Coherus Responsibilities. Subject to the oversight of the JDC, the JPDMC and the JSC ([***]), Coherus shall be solely responsible for carrying out all activities set forth in the Development Plan and the Process Development Plan. Coherus shall use Commercially Reasonable Efforts to conduct all Development and Process Development activities in accordance with the Development Plan or the Process Development Plan (as applicable) and the terms of this Agreement.
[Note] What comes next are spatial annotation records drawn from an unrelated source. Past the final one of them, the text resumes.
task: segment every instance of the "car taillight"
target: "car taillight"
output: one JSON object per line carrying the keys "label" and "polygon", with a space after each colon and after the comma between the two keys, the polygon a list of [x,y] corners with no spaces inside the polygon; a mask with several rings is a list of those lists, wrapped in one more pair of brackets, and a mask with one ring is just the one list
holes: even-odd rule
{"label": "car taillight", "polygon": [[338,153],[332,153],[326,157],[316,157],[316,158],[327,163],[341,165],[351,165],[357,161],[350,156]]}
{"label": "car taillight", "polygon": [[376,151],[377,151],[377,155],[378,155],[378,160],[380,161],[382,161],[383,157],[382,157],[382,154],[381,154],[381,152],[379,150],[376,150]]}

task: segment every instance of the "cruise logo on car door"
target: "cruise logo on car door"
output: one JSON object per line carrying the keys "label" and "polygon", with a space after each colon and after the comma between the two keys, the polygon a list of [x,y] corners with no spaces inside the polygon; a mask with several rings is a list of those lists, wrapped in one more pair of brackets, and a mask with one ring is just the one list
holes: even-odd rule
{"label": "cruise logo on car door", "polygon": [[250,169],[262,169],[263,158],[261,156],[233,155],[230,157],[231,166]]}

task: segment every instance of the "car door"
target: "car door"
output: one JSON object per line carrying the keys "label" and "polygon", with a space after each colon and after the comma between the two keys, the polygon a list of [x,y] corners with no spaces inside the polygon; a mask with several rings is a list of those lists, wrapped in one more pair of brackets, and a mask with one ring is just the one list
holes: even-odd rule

Without limiting the generality of the foregoing, Coherus’ responsibility with respect to Development shall include: (a) preparing Regulatory Approval Applications for submission in the Territory by and in the name of Licensee to the relevant Regulatory Authorities in the Territory; (b) carrying out all major Development tasks to be conducted prior to submission of filings for such Regulatory Approvals; (c) identifying key Development objectives, expected associated resources, risk factors, timelines, decision points and relevant decision criteria; (d) carrying out all aspects of all Clinical Trials (including bioequivalence Clinical Trials) necessary to obtain Regulatory Approval and receipt of Pricing and Reimbursement Approvals in the Territory including: (i) designing study protocols, developing [***], (ii) establishing and contracting with Clinical Trial sites, investigators and CROs, (iii) enrolling Clinical Trial subjects, (iv) organizing investigator meetings, scientific meetings, advisory panel workshops and regulatory meetings, and (v) analyzing and summarizing Clinical Trial results; (e) performing any other additional clinical research in support of the Development; (f) [***]; (g) reporting on study design, study outcome, other communications and Regulatory Filings in the Territory to the appropriate Regulatory Authority in the Territory; and (h) submitting all Clinical Trial results and any other clinical data to the Global Clinical Database pursuant to Section 4.7 (Coherus Global Clinical Database). For clarity, any Post-Regulatory Approval Activities shall be conducted by Licensee and Licensee shall [***]; provided, that to the extent Coherus had responsibility for [***] unless otherwise agreed.